Fast facts:
Blackberry tour presented research and extension updates on blackberry programs
More than 60 participants attended the tour at the Fruit Research Station
Arkansas Blackberry Growers Association sponsored the tour
CLARKSVILLE — Do robots dream of electric blackberries?
Doubtful. But they may one day pick fresh blackberries for the rest of us if Renee Threlfall’s graduate students have anything to say about it.
The students have built a prototype robotic blackberry picker. It was displayed Wednesday during the Summer Blackberry Tour at the Arkansas Agricultural Experiment Station’s Fruit Research Station near Clarksville.
The Agricultural Experiment Station is the research arm of the University of Arkansas System Division of Agriculture, which hosted the tour. The event was sponsored by the Arkansas Blackberry Growers Association and featured research updates and blackberry management presentations by the division’s researchers and Cooperative Extension Service specialists.

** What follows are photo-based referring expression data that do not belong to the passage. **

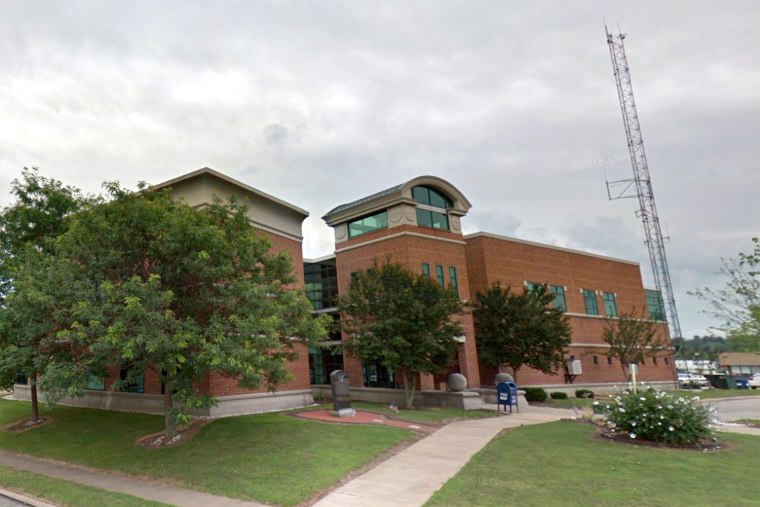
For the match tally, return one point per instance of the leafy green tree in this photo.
(737, 304)
(632, 338)
(182, 292)
(520, 329)
(403, 320)
(31, 282)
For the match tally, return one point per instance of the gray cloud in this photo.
(323, 102)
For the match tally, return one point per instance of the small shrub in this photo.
(535, 394)
(656, 416)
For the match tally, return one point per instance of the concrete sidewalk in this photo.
(410, 478)
(122, 484)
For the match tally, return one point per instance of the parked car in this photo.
(692, 380)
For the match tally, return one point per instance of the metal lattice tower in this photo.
(647, 211)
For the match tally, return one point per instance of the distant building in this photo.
(740, 363)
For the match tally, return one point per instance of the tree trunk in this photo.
(35, 403)
(170, 426)
(409, 390)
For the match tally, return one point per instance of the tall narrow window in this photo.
(453, 280)
(655, 307)
(589, 298)
(559, 301)
(610, 304)
(439, 275)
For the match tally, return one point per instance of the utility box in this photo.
(574, 367)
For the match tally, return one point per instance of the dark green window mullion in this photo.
(453, 280)
(439, 275)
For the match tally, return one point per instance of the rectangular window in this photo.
(559, 301)
(138, 382)
(439, 275)
(434, 219)
(589, 298)
(610, 304)
(454, 284)
(368, 224)
(95, 383)
(655, 307)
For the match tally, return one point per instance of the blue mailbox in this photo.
(506, 394)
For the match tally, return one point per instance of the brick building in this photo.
(416, 224)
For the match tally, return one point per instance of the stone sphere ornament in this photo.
(456, 382)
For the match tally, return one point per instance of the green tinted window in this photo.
(589, 298)
(610, 304)
(454, 283)
(439, 275)
(655, 307)
(431, 197)
(559, 301)
(368, 224)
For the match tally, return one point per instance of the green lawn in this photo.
(426, 415)
(66, 493)
(272, 458)
(560, 464)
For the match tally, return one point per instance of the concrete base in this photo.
(153, 403)
(465, 400)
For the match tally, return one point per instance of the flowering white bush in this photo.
(657, 416)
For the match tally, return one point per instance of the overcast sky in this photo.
(320, 103)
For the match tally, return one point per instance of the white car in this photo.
(687, 380)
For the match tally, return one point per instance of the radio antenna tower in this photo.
(641, 182)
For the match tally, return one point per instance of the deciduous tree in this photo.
(520, 329)
(737, 304)
(185, 293)
(31, 281)
(403, 320)
(632, 338)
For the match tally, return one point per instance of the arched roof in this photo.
(395, 195)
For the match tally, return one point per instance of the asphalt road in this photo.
(744, 408)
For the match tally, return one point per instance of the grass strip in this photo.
(561, 464)
(272, 458)
(62, 492)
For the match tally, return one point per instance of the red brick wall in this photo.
(411, 251)
(512, 263)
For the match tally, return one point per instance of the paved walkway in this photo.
(122, 484)
(410, 478)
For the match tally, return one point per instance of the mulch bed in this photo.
(184, 434)
(27, 424)
(623, 438)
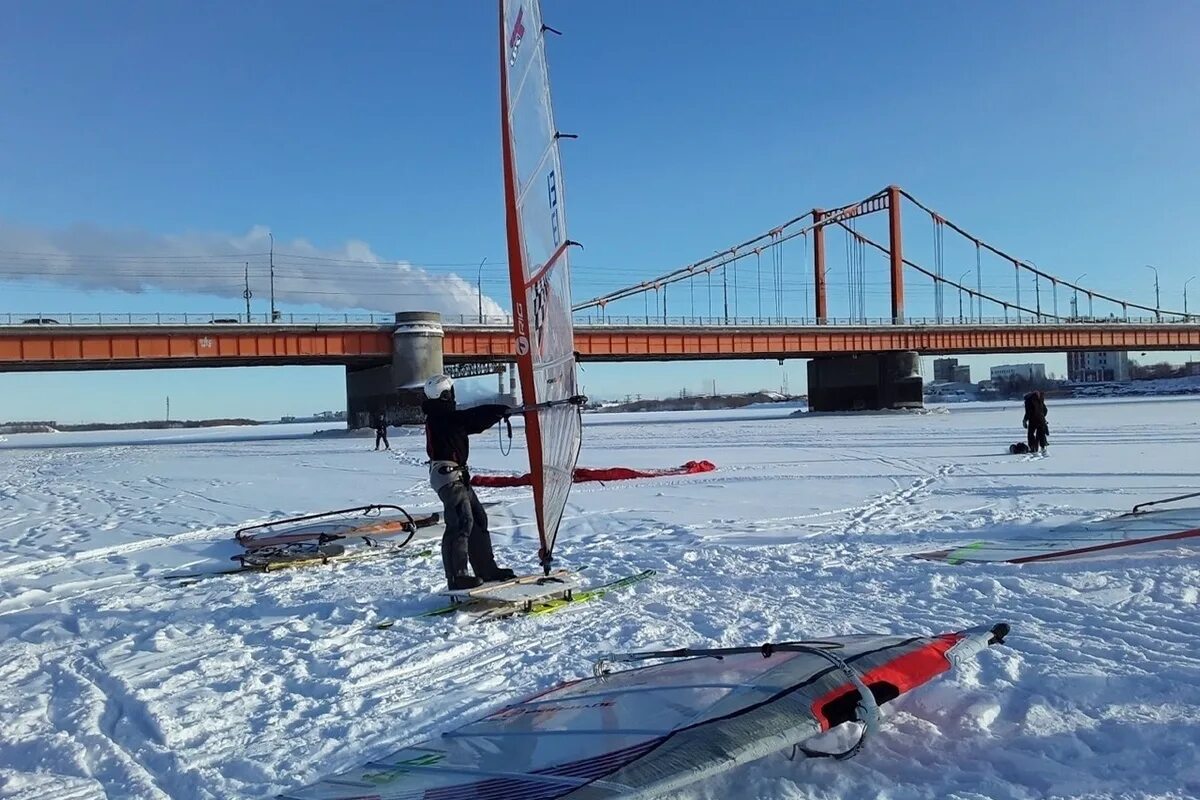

More than 60 blackberry growers, industry members, students and representatives from the Arkansas Department of Agriculture attended the tour.
“Fresh market blackberries are mostly hand harvested to maintain the quality of this delicate fruit,” said Threlfall, research scientist for the experiment station. “Labor shortages and costs, and the slow speed of hand harvesting creates a bottleneck for fresh-market blackberry industry expansion and market-ready supply.”
Automated harvesting options like shaking the plants, cutting the stems or using rigid grippers are used for other fruits, Threlfall said. “These options are not feasible for harvesting fresh-market blackberries because they might cause quality issues like berry leakage or red drupelet reversion.”
Soft robotics offer a novel option for automatic harvesting by using compliant grippers of rubber or silicone, said Anthony Gunderman, a mechanical engineering graduate student who designed a robotic “hand.” These materials allow grippers to grasp and manipulate delicate objects, like berries, with complex and varying shapes.
The robotic harvesting research group is comprised of food science graduate student Andrea Myers and mechanical engineering students Gunderman and J.A. Collins. Their faculty advisors are Threlfall from the department of food science and Yue Chen, assistant professor of mechanical engineering.
They set out to determine how the human hand grasps and plucks the berries so they could design a robotic gripper that could mimic the movements, touch and pressure.
Myers said the student team collected the mechanical data on human hands by wearing gloves fitted with sensors that measured the movements, which fingers are used, and the force required to harvest blackberries without damaging them. The data was used to design and construct the robotic “hand” with tendon-driven, soft grippers.
The prototype was used to harvest blackberries from a commercial fruit farm at three fingertip pressures, Threlfall said. The robot-picked berries were evaluated for quality attributes essential for acceptable market-ready blackberries.
“The prototype demonstrated the feasibility of using robotic grippers to harvest fresh-market blackberries,” Threlfall said.
Gunderman said more research and development will be necessary to build a robotic harvester that can locate and differentiate ripe berries from unripe berries on the plant. “We’ll have to use technology that can recognize color bands of light,” he said.